Exeter School Namibia and South Africa: 17 days Exeter School's combined rugby and hockey tour of South Africa and Namibia really is a fantastic example of how a sports trip can be developed into so much more than just sport. From giving the older pupils key responsibilities, to pre-departure fundraising and the sheer variety of the itinerary, this sports tour really stood out for us. The combination of team sport, comradeship on tour, real-life experiences and adventure made for a truly excellent all round educational experience for the 42 students involved. Stamford Endowed Schools Chilean Patagonia: 31 days This was the most expensive trip entered into the competition, and also probably the most challenging - both in terms of physical challenge whilst on expedition, and also in the difficulty in arranging in it. The range of activities and adventures the 40 students undertook was in itself amazing and included a week long Duke of Edinburgh snow-shoeing expedition, sea-kayaking amongst the fjords, avalanche awareness training on a self-supported week long winter trek, and a SES-funded community camp for 200 local children. Whilst impressive, it was how the teacher went about arranging this trip in an innovative and responsible manner that really made it stand out for us. If ever there was an example of just how much a teacher can achieve in educational travel and adventure - both for his/her own students, and the community and economy of the destination, this is it. Truly inspirational. Ashton Park School Kenya: 22 days Ashton Park School's ongoing link with Kenya is model example of what can be achieved when the whole school community comes together in the name of international educational partnerships.

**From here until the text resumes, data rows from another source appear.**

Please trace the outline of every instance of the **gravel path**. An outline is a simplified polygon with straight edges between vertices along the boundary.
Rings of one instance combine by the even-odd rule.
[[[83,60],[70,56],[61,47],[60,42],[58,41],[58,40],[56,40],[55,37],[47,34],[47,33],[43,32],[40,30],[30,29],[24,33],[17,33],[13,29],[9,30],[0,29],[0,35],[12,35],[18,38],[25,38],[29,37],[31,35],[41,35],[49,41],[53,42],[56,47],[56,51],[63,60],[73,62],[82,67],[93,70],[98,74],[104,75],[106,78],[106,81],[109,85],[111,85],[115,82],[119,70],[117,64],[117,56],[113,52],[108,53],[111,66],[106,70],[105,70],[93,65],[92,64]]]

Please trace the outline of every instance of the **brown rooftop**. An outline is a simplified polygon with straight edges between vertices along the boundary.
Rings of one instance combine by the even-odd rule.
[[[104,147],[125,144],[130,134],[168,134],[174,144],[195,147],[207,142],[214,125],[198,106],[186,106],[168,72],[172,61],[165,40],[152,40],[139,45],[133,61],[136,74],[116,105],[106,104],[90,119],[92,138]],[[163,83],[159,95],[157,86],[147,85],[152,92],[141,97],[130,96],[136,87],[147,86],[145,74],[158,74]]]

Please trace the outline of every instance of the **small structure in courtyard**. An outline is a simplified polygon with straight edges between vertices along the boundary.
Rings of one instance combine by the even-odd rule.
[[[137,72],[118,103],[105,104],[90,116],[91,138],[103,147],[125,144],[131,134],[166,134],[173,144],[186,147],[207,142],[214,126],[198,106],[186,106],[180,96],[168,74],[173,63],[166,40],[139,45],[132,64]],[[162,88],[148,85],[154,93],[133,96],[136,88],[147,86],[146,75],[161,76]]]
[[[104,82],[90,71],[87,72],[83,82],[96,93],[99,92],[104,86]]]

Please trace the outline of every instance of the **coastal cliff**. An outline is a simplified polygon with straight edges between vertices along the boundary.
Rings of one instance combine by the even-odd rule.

The 'Inspirations School' project started in 2004. The school in Kenya then had 2 classrooms and 48 pupils. With funds raised by the Ashton Park community, plus numerous expeditions to Kenya, the Kenya community now have 550 pupils at the school, with a target for 800 by 2014. The 2012 expedition saw 15 students travel to Kenya for 22 days. With local guides, sports events, video link ups, building projects and adventure, this was an all-round trip and a great example of how travel and international relations can permeate and inspire all areas of a school's community.
Congratulations to all the above entries for making it through to the finals. All ten of these schools are now preparing more detailed submissions to the panel of EJOY judges, the winner being announced at the Educational Travel Conference in Bristol on 12th October.